Review from previous edition
a learned, lucidly written, and compellingly argued treatment of its subject, one that surveys and helpfully synthesizes the immense ancient and modern literature on the topic. It also proposes some novel solutions to a number of long-standing textual and interpretative problems ... Students should begin their work on this issue here and experts should attend to it, as an undeniably original and important contribution to the scholarly conversation on this subject. (Sean D. Kirkland, Ancient Philosophy
There has been little extended work devoted to the common sense, the faculty by which Aristotle thinks we coordinate and process the input of the five senses. The lacuna has now been filled by Pavel Gregoric's commendable monograph. This nuanced and original study represents a significant advance in our understanding of Aristotle's common sense. (Thomas K. Johansen, Mind
Gregoric has produced a valuable contribution to our understanding both of Aristotle's philosophical terminology and of his theory of perception. Some of the texts he discusses in the book, such as De Sensu 7
, have long been neglected, even though they provide substantive additions to and clarifications of Aristotle's theory. In discussing those and other texts, Gregoric provides us with well informed, detailed, and lucid interpretations, which, it should be added, are for the most part clearly correct and helpful. All serious students of ancient psychology should read this book. It will inform, illuminate, and stimulate. (Hendrik Lorenz, Rhizai
Gregoric is no doubt right that this power deserves extended study, and his Part III accounts of its various functions are genuinely illuminating. (Jennifer Whiting, Classical Review
Reseña del editor
Apart from using our eyes to see and our ears to hear, we regularly and effortlessly perform a number of complex perceptual operations that cannot be explained in terms of the five senses taken individually. Such operations include, for example, perceiving that the same object is white and sweet, noticing the difference between white and sweet, or knowing that one's senses are active. Observing that lower animals must be able to perform such operations, and being unprepared to ascribe any share in rationality to them, Aristotle explained such operations with reference to a higher-order perceptual capacity which unites and monitors the five senses. This capacity is known as the 'common sense' or sensus communis. Unfortunately, Aristotle provides only scattered and opaque references to this capacity. It is hardly surprising, therefore, that the exact nature and functions of this capacity have been a matter of perennial controversy.

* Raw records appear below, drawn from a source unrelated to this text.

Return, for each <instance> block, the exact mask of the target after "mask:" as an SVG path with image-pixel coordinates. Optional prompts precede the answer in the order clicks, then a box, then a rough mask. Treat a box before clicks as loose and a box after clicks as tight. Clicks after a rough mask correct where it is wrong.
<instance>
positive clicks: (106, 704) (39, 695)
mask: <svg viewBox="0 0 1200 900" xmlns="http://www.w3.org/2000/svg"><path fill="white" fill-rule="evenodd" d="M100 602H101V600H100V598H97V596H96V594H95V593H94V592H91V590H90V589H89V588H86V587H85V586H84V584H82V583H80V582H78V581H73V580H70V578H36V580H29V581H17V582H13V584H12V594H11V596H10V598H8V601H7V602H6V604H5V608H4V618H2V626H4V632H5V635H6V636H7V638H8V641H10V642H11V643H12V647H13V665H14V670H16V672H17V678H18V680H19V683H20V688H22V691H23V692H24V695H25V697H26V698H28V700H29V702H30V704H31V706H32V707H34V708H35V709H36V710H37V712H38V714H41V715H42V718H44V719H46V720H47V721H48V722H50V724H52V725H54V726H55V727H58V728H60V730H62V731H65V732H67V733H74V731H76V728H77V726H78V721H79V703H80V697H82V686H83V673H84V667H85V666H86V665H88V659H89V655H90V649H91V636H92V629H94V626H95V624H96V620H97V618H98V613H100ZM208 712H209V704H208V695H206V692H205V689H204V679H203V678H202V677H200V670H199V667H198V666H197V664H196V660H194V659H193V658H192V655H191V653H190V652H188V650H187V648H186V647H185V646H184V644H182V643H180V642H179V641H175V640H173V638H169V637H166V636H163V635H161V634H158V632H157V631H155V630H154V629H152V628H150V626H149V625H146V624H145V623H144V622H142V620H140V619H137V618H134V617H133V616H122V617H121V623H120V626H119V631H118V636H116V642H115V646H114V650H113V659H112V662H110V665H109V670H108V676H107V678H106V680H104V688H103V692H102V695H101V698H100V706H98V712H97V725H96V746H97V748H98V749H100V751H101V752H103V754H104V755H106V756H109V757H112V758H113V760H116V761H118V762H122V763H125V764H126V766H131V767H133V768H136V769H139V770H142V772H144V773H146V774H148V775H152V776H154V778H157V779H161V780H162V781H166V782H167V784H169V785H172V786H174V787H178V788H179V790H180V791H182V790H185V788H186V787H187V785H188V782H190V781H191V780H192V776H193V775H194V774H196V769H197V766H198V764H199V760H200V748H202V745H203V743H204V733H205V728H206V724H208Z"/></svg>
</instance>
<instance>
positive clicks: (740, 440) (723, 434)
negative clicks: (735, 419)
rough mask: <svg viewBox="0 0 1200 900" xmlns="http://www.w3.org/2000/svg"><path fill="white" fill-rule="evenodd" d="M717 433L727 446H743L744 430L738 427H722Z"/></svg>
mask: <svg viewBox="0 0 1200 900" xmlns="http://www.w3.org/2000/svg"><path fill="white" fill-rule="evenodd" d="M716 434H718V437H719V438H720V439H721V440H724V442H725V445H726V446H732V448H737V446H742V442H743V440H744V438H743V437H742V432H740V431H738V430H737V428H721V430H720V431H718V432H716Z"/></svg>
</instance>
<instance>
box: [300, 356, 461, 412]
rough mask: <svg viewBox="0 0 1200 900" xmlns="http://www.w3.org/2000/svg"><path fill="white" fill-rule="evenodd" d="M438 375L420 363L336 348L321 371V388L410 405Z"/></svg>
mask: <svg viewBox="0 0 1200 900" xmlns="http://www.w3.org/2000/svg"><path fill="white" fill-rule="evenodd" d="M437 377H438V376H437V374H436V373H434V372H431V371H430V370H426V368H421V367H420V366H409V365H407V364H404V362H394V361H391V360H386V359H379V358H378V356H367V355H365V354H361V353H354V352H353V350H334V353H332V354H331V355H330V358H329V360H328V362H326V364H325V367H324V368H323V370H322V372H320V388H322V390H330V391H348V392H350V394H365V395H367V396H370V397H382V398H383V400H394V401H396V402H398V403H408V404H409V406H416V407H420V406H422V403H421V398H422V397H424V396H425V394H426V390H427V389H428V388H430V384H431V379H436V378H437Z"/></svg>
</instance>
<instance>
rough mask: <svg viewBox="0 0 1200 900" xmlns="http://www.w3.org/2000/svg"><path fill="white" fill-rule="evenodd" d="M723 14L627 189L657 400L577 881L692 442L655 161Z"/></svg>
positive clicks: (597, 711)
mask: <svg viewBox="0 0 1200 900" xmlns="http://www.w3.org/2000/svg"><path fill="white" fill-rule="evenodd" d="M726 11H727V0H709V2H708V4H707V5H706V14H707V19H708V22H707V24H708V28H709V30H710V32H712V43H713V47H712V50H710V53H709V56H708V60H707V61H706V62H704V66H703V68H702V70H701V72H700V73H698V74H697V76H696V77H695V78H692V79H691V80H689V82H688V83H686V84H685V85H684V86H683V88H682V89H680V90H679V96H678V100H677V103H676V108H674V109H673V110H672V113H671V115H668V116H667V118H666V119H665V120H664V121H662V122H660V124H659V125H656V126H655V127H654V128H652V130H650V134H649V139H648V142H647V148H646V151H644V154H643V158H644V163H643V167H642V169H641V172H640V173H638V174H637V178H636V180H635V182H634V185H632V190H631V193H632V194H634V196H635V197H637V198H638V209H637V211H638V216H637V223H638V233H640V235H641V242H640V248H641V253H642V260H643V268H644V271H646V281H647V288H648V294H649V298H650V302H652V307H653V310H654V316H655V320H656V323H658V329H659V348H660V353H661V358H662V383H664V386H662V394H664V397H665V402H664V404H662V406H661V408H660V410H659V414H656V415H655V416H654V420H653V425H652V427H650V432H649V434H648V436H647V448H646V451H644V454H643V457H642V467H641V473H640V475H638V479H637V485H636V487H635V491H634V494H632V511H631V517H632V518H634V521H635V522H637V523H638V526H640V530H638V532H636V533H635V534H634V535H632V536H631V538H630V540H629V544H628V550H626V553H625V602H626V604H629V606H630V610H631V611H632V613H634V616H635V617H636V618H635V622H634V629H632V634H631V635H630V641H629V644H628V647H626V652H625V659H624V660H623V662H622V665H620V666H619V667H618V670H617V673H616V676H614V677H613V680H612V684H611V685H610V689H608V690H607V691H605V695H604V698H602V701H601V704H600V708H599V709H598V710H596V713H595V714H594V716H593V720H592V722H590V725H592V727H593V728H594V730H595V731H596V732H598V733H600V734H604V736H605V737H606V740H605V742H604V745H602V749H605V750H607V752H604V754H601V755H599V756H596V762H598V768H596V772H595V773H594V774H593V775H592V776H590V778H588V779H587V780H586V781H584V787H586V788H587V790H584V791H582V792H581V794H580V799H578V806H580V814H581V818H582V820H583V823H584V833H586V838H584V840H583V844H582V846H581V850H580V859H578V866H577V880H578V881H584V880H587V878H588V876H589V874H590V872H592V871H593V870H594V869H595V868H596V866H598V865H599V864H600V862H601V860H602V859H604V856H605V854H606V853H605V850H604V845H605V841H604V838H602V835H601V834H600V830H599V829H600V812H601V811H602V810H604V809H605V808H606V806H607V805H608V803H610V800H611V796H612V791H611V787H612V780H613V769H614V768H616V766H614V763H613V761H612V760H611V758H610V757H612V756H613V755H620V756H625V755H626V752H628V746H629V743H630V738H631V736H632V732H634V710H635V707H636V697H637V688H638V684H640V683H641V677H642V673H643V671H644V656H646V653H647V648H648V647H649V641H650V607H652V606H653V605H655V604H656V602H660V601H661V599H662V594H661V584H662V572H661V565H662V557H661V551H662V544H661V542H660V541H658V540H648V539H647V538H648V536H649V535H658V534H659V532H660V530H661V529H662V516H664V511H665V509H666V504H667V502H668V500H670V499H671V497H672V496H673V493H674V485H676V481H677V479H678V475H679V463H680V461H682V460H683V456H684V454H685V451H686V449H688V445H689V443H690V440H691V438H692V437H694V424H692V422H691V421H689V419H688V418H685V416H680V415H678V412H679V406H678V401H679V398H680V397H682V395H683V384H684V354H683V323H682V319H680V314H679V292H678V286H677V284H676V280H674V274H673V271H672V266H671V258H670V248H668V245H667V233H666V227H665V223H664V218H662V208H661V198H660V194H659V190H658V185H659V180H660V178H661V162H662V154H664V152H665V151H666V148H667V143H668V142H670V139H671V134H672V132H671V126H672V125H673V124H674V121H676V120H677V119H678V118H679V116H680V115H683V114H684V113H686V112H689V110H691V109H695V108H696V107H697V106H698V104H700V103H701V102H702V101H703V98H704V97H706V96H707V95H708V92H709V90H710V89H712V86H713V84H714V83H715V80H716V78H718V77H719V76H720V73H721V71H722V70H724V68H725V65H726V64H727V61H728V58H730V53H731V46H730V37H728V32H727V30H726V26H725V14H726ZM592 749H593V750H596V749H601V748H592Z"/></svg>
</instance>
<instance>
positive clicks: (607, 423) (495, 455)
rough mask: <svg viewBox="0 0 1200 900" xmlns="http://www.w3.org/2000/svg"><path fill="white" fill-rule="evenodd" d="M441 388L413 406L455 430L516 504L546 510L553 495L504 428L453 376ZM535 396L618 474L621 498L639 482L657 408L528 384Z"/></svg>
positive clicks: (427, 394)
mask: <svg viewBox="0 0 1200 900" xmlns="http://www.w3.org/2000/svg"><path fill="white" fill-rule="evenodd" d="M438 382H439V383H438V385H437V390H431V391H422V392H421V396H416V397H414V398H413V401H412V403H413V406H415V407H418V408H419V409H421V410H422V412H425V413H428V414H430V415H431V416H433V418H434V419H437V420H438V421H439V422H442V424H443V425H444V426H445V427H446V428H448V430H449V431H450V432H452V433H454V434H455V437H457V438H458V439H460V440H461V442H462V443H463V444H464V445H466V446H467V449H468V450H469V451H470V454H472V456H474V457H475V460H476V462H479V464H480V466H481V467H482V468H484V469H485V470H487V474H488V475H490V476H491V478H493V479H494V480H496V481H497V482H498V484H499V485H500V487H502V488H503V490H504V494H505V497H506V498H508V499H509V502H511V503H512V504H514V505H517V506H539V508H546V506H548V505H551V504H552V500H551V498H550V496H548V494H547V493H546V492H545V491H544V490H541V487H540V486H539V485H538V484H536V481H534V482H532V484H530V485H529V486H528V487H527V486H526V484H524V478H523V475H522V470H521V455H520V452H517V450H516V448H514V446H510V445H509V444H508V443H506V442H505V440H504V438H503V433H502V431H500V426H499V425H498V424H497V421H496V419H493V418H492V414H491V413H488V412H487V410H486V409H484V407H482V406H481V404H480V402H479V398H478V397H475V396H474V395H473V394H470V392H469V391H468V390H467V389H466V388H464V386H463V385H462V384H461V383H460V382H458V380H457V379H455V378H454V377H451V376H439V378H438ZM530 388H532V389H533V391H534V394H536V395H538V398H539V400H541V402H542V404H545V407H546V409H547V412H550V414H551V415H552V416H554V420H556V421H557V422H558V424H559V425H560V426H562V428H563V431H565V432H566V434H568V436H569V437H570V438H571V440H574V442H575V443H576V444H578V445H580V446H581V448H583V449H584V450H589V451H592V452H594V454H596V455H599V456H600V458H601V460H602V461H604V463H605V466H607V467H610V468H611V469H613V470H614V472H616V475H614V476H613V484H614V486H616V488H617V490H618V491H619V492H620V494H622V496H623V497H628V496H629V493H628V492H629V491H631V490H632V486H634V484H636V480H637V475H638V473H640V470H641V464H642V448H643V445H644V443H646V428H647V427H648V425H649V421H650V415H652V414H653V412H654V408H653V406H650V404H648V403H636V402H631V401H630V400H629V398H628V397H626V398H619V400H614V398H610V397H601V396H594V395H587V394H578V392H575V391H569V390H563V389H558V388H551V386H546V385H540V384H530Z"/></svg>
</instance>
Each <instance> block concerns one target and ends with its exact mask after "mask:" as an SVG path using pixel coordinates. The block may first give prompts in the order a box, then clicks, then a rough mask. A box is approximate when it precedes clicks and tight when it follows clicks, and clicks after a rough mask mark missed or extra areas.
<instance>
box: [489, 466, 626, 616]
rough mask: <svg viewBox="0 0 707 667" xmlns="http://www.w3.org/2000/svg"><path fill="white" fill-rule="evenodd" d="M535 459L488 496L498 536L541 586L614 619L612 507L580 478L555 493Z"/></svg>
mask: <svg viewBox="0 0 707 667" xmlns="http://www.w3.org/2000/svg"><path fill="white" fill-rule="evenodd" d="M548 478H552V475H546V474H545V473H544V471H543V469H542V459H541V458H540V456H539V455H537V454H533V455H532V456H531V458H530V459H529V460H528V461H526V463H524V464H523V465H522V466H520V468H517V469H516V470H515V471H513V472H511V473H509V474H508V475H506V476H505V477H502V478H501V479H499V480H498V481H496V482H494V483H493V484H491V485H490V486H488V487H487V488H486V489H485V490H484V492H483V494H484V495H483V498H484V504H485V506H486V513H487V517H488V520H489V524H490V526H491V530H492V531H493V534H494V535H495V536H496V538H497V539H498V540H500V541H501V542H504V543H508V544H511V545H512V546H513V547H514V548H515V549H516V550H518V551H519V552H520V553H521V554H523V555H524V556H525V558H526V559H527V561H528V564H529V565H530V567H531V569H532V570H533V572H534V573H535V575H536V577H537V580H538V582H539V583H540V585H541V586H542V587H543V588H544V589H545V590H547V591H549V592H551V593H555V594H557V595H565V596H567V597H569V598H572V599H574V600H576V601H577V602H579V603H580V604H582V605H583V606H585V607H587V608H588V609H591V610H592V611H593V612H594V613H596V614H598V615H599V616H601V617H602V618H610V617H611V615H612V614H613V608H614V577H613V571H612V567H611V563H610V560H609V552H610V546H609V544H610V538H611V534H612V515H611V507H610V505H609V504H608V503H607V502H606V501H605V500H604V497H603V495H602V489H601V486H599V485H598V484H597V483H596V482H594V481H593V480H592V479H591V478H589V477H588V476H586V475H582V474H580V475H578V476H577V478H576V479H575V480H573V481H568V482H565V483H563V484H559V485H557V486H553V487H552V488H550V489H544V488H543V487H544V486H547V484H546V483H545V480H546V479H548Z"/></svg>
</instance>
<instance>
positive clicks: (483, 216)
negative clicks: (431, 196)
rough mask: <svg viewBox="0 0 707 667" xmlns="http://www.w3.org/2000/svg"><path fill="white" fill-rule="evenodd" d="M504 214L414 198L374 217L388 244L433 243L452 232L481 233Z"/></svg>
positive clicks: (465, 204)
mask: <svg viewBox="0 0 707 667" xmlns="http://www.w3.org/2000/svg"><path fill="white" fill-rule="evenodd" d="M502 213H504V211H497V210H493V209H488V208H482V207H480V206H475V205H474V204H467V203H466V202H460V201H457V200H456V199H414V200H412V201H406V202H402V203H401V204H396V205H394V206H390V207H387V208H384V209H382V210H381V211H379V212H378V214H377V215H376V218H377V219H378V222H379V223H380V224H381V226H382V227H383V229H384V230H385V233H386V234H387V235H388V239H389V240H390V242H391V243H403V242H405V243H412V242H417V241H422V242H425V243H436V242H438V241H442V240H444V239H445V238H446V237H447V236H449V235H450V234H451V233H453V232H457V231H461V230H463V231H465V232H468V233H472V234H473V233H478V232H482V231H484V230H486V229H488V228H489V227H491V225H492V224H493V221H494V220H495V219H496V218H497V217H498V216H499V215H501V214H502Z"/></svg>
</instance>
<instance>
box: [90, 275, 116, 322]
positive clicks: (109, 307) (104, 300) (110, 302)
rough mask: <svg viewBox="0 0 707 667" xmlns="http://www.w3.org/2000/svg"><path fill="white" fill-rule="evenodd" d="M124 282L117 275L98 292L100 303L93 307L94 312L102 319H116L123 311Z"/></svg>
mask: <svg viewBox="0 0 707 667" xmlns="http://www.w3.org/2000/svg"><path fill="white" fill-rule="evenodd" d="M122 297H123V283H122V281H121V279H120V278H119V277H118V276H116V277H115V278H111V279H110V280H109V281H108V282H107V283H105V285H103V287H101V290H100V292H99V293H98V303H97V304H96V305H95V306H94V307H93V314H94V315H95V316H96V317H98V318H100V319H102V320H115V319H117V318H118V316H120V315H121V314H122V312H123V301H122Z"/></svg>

Pavel Gregoric offers and extensive and compelling treatment of the Aristotelian conception of the common sense, which has become part and parcel of Western psychological theories from antiquity through to the Middle Ages, and well into the early modern period. Aristotle on the Common Sense
begins with an introduction to Aristotle's theory of perception and sets up a conceptual framework for the interpretation of textual evidence. In addition to analysing those passages which make explicit mention of the common sense, and drawing out the implications for Aristotle's terminology, Gregoric provides a detailed examination of each function of this Aristotelian faculty.